The battle for control of the City of Cape Town will be an unusually even playing field if the ANC pits Western Cape Cosatu leader Tony Ehrenreich against the Democratic Alliance’s mayoral candidate, Patricia de Lille.

Political observers believe the ANC will not be able to mount a credible campaign against the DA, which has both incumbency and organisational capacity on its side. But Ehrenreich could tip the scales in its favour.

Ehrenreich is popular with the coloured community and an independent thinker. But therein lies the problem for the ANC, which this week was still dilly-dallying over its mayoral candidate.
Three months before the 2009 national election Ehrenreich announced that Western Cape voters were disillusioned with the ANC. His Facebook page also says he believes in the political views of the “ANC of Mandela”, suggesting he will not be uncritical of the ANC’s leadership.

The DA should have an easier time with De Lille. Although she, like Ehrenreich, has been more comfortable with leading than with following party lines, her implosion during the 2009 election pushed the Independent Democrats, and De Lille’s political survival, into the arms of the DA and it seems that with time has come humility.

“I heard about her volatility anecdotally and about her autocratic style. But since she’s been with us, I’ve never witnessed any sign of that,” a member of the DA’s leadership told the Mail & Guardian.

De Lille is used to driving a BMW and lives in Pinelands, a relatively well-to-do suburb in Cape Town, but she has broad appeal. Ehrenreich perhaps has better grassroots credentials—his house is in the coloured township near Parow and he drives a Volkswagen Jetta. Both cut their political teeth in the trade union movement, De Lille in the now defunct National Council of Trade Unions and Ehrenreich in Cosatu, as Western Cape secretary for 12 years.

“This election will be about people that you know and trust,” an ANC campaigner said. The 60-year-old De Lille gives the DA a different face, but incumbency also has a downside. The DA’s mistakes provide handy cannon fodder for the ANC.

Although no ANC leader will say so publicly, the DA’s handling of the Makhaza open-toilets saga and the eviction of Hangberg residents will be a feature of every ANC election speech. The DA’s priorities in upgrading the City of Cape Town will also be questioned. “The DA exposed their real priorities by building a bicycle lane [up the West Coast] and providing a bus service to the airport, instead of making real changes to the public-transport crisis we have,” an ANC campaigner told the M&G. But the DA will have its own “I told you so” arsenal.

Racist comments by government spokesperson Jimmy Manyi and proposed changes to the labour laws which are widely predicted to cause job losses among coloureds have been own goals for the ANC. Those headlines already double as DA posters in some poor communities.
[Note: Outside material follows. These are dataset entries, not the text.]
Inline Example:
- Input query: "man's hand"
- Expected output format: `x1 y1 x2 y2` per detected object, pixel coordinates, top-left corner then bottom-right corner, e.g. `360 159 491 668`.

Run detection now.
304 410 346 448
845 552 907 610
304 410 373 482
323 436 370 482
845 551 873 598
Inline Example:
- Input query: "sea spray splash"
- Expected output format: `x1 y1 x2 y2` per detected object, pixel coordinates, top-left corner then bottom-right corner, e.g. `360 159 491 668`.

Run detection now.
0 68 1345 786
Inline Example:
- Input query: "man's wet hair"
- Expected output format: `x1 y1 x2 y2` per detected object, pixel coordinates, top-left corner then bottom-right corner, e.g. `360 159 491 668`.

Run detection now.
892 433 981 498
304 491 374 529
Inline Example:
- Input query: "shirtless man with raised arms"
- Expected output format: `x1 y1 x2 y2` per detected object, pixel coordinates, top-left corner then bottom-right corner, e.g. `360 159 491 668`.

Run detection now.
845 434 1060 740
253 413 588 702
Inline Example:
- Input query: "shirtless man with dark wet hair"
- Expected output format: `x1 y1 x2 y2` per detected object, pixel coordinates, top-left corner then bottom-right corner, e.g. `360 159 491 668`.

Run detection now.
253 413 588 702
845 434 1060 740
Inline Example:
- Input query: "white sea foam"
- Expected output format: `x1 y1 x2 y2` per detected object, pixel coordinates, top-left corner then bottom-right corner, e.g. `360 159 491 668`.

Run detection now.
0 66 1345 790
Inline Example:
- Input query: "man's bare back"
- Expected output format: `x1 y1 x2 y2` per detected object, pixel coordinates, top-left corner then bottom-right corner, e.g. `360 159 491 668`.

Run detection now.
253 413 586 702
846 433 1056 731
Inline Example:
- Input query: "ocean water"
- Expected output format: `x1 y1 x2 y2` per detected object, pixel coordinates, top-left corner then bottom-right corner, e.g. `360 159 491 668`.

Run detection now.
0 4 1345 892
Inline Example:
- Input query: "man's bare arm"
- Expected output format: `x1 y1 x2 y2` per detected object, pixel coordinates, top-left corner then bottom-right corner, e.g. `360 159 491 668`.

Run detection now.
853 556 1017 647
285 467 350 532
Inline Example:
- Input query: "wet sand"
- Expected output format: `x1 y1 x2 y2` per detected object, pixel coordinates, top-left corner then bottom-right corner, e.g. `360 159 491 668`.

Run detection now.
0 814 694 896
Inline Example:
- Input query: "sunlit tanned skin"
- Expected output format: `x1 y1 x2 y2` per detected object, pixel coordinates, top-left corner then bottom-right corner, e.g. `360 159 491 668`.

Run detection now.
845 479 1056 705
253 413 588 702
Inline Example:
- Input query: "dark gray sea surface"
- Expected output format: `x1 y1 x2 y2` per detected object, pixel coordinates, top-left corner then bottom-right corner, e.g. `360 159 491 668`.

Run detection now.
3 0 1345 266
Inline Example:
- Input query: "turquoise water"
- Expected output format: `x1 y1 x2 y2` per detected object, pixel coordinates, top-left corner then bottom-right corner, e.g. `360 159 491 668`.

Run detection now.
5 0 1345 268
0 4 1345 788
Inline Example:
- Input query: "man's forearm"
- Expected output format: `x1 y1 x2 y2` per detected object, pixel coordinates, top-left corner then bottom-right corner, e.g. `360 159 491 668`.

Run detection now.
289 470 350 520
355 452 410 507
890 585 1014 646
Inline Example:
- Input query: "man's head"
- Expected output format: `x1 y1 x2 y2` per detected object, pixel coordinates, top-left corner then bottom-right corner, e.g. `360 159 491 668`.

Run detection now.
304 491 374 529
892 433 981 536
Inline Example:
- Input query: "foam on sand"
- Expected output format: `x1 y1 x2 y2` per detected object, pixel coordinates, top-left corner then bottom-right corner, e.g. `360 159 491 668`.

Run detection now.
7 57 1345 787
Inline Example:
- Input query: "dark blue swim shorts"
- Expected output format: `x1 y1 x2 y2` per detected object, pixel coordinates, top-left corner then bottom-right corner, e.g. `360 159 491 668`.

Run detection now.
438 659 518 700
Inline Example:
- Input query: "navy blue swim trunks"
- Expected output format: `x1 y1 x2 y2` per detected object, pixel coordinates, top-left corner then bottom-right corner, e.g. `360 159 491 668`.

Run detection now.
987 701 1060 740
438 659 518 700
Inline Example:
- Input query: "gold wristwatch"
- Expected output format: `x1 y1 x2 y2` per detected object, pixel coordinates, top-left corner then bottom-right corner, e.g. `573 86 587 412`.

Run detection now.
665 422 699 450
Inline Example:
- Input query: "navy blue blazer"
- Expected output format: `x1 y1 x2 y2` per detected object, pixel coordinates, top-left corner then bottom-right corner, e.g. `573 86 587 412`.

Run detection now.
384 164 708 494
The ANC plans to counter this with a conference about race at the end of March, where Labour Minister Mildred Oliphant will explain that the proposed legislation had unintended consequences that will be rectified.

The duel between De Lille and Ehrenreich—if he gets the nod from the ANC—will be a fight between equals. And it will make the Battle for Cape Town a highlight of the May municipal election.